From the understated embarrassment during his conversation with Lois on the rooftop to his struggle with her death, we could see the pain behind his eyes, and we could see his love for Lois — even when she couldn't. The aforementioned mugging scene even has this multitude of communication in Chris Reeve's portrayal. He "acts" afraid for Lois, portrays Superman's confidence, but also shows the concern from the Clark within. And therein lies Chris Reeve's brilliance.

With Superman, Reeve and director Richard Donner arguably established the format for the modern superhero film. And it's been established that the movie influenced today's comic book filmmakers.


Thanks to their trailblazing, there have also been a ton of great comic book movie acting performances since. And some are mind-bogglingly good. When I say Chris Reeve was the best of all time, I don't mean to overlook the amazing character portrayals by actors like Heath Ledger, Hugh Jackman and Tom Hiddleston.

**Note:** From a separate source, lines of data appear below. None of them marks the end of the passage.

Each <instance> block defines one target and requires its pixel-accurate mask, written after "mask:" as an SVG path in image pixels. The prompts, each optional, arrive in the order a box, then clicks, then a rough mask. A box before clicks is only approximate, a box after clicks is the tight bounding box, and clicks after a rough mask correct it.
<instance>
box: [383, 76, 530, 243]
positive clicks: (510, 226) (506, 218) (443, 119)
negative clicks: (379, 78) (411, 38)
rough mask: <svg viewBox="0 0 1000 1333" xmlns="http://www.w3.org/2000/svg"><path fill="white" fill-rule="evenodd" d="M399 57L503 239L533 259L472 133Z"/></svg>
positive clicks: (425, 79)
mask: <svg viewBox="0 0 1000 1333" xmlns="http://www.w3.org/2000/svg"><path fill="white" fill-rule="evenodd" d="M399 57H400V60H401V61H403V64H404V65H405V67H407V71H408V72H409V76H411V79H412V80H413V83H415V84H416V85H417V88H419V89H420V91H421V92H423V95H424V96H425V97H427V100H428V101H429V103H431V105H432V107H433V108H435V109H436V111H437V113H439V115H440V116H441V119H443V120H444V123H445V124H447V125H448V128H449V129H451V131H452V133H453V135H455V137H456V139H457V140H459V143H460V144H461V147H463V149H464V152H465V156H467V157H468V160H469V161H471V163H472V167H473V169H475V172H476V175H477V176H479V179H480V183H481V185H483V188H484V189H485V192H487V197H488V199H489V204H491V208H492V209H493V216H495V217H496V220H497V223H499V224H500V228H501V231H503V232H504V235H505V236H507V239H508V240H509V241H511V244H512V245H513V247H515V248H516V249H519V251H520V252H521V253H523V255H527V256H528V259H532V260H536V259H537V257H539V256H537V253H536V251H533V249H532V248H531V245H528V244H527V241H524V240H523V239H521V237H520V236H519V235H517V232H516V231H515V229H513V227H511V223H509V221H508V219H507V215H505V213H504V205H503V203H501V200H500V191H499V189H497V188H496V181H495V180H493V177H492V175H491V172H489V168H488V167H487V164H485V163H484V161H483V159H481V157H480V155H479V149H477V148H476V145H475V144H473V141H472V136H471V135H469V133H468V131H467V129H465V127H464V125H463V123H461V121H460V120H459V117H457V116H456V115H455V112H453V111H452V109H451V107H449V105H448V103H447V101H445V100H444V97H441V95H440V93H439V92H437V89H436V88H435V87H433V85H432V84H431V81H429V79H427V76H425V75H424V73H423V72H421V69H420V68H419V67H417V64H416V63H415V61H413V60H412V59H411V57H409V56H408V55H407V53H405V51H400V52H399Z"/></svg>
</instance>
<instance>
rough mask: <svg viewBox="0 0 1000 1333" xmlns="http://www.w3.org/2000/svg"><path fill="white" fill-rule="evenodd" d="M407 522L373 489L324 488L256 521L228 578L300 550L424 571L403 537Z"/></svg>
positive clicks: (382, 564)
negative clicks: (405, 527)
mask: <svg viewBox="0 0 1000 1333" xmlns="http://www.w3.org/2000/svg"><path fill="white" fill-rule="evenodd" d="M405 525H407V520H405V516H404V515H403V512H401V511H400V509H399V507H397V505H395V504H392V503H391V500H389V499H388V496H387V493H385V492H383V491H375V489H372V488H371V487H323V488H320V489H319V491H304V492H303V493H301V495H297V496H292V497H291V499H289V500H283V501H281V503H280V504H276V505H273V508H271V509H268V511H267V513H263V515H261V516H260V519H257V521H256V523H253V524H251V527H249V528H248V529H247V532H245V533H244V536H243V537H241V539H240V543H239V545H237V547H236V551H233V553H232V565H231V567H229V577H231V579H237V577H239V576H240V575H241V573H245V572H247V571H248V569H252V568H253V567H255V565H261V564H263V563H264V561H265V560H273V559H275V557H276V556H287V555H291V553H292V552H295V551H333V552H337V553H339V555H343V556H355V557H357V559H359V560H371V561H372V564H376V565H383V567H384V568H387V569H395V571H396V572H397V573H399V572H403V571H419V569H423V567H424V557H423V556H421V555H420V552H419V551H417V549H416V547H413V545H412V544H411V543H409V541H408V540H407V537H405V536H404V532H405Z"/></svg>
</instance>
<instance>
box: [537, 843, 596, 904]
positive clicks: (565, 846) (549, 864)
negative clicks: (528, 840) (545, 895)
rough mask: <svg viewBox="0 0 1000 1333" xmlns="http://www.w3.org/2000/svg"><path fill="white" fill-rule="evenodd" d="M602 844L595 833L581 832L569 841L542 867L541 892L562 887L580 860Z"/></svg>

Yet comparing their task with Reeve's has to take into consideration that this is an uneven playing field. While I know these more recent actors each did a fantastic job, they were playing characters that were, for lack of a better term, "juicy roles." Yes, the actors made those characters their own, but with villains and anti-heroes and other more modernized characters, the starting point already carries a high level of excitement.


Reeve was instead tasked with playing a hero that DC Comics has often struggled to make interesting, and he was doing it for a PG audience that had a much lower tolerance for norm-breaking. Donner's film still had Superman acting like a goody-two-shoes. Reeve's portrayal still respected everything about the character that some fans like to call "boring."  Yet Reeve not only made the character one that audiences found interesting enough to inspire three sequels, but he portrayed a Superman that was downright beloved in American culture. It's an achievement that stands above all others, and it's even more impressive because it came first.

I recently heard a movie actor confronted by a reporter who said he should fear being "typecast" because of a high-profile role. But the actor answered that if moviegoers could see him as nothing else except the character he portrayed in that blockbuster franchise, it's not necessarily a bad thing. It means the actor was doing his job.

In my opinion, in the case of Christopher Reeve as Superman, the actor was really doing his job. And he did it better than anybody before or since.